Dunedin parents Tom and Lara Connor said the drug Trikafta, used to treat cystic fibrosis, meant their 9-year-old son Emerson could enjoy riding his bike, just like other children his age.
The couple are urging the government to expand funding so Emerson’s baby sister Aria, who also has cystic fibrosis, can receive the life-changing treatment sooner.
Since 2023, the government has approved and funded Trikafta in cystic fibrosis patients aged 6 years and older.

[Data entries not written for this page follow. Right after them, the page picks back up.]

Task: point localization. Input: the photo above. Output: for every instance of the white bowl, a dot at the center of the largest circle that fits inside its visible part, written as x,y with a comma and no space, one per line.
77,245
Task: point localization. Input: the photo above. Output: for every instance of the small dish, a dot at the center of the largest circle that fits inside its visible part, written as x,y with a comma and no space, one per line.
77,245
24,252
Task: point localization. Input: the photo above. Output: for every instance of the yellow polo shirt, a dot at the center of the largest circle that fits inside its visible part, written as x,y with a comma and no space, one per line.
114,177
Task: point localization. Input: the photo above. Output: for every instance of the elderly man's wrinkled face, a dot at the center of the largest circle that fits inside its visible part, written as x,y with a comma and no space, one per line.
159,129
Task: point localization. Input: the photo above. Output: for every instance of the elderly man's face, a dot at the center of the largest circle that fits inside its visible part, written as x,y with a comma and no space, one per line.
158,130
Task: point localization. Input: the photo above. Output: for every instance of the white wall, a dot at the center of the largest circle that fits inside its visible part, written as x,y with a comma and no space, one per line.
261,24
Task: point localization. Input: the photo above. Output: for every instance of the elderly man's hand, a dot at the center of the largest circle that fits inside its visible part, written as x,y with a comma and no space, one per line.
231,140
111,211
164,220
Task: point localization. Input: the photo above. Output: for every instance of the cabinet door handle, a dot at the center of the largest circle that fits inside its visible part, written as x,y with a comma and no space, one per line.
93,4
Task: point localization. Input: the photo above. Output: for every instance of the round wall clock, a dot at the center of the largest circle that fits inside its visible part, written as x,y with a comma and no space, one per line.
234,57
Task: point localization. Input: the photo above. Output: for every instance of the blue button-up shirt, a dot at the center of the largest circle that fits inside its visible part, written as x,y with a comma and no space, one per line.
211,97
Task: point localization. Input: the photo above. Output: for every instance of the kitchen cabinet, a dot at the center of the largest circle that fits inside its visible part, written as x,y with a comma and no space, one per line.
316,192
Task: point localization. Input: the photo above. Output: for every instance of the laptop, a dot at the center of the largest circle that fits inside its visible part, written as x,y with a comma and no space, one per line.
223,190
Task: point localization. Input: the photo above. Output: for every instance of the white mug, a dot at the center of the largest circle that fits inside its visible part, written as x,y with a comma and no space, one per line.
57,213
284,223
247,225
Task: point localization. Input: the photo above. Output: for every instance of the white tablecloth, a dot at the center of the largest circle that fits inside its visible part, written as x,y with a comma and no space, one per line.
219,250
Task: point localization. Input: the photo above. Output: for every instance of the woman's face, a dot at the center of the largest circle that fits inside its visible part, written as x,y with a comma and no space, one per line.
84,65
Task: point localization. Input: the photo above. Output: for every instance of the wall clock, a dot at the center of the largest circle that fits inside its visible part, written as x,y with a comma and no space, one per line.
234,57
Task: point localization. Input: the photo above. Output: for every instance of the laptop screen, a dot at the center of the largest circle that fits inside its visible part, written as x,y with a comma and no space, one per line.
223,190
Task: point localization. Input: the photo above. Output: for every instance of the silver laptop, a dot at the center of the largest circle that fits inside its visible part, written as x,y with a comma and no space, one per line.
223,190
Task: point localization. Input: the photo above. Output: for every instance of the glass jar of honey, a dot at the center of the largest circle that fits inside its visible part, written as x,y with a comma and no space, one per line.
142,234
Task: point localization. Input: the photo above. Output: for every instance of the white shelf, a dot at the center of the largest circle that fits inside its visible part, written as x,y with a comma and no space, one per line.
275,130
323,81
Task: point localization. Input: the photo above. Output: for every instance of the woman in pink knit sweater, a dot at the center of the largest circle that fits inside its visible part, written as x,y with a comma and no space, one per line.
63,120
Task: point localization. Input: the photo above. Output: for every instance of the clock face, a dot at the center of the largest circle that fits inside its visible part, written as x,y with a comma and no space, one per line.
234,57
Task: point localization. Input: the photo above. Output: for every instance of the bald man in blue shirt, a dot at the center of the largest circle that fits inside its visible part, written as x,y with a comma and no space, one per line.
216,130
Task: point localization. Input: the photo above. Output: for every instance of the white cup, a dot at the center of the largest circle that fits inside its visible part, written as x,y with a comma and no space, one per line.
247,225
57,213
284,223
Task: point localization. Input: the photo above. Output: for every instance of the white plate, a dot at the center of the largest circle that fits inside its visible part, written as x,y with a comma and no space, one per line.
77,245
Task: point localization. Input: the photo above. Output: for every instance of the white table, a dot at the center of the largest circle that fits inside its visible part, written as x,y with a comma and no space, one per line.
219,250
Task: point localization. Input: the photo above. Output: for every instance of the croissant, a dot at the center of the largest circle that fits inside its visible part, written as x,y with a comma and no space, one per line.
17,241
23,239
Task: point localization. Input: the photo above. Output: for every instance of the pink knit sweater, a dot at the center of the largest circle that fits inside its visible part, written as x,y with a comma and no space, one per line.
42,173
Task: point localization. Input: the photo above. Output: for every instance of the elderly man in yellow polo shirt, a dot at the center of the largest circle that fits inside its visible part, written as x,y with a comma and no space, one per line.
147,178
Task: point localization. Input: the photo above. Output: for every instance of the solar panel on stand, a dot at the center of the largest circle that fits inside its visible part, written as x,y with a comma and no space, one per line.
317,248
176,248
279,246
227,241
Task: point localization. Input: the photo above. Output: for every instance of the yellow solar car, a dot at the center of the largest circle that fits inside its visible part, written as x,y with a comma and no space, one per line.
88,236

Last week, Medsafe granted consent for the drug’s use for children as young as 2, making 55 more patients eligible for the drug, and the government's drug -buying agency Pharmac is assessing a proposal to fund the drug’s expanded use.
Cystic fibrosis is a life-threatening genetic disorder that causes thick mucus to build up in the lungs, pancreas and other organs.
Without funding, a year of Trikafta treatment for one person could cost about $330,000.
Mr Connor said it had been a stressful wait for Emerson’s 6th birthday, after he was diagnosed with cystic fibrosis as a newborn, as was his 7-month-old sister Aria.
People with cystic fibrosis were more vulnerable to illness — a cold could become a hospital visit — and before Emerson turned 6, the family were unable to do many social activities.
"We could hear a cough from 100 metres away," Mr Connor said.
"[Emerson] felt left out, probably on a few things, but it's just about keeping him safe."
Emerson had often experienced severe fatigue and became exhausted by late afternoon, but after two days on Trikafta, "he was up with us on the street riding his bike at 6.30 at night", Mr Connor said.
"It was pretty life-changing for him."
While risks remained, the family were able to socialise more, and on Saturday they watched Emerson take part in a sailing event — possible only because of Trikafta, Mr Connor said.
"Emerson really enjoys social things.
"If it wasn't funded, it would definitely be hard to get him there ... he wouldn't handle the day and now he can."
The family hoped the government would extend Trikafta funding so Aria could receive the same benefits when she turned 2.
"There's still definitely side effects of Trikafta that affect Emerson, but in terms of his energy and everything, if we can get Aria on to the smaller doses of Trikafta, it's going to really improve how she feels, I have no doubt," Mr Connor said.
Seven-month-old Maya Palmer had also been diagnosed with cystic fibrosis as a newborn.
Her parents, Maddie and Mackenzie Palmer, of Dunedin, had considered moving the family to Australia, where the drug was funded for patients from 2 years old, but now hoped a funding change would allow them to stay in New Zealand.
"[At the moment] we have to do everything we can to protect Maya from getting sick for six years, which kind of means isolating her.
"To be able to have her treated from 2 years old means she can live a more carefree, actual childhood."
Maya had already been admitted to hospital with lung infections and while Trikafta was a relatively new drug, research had shown it increased patients’ quality of life and reduced the possibility of needing a lung transplant, Mrs Palmer said.
"To be able to save that damage in the long term would be literally life changing for Maya."
Last year, Pharmac’s respiratory advisory committee recommended the drug be funded.
The organisation will compare the application with other funding options and make a decision following consultation.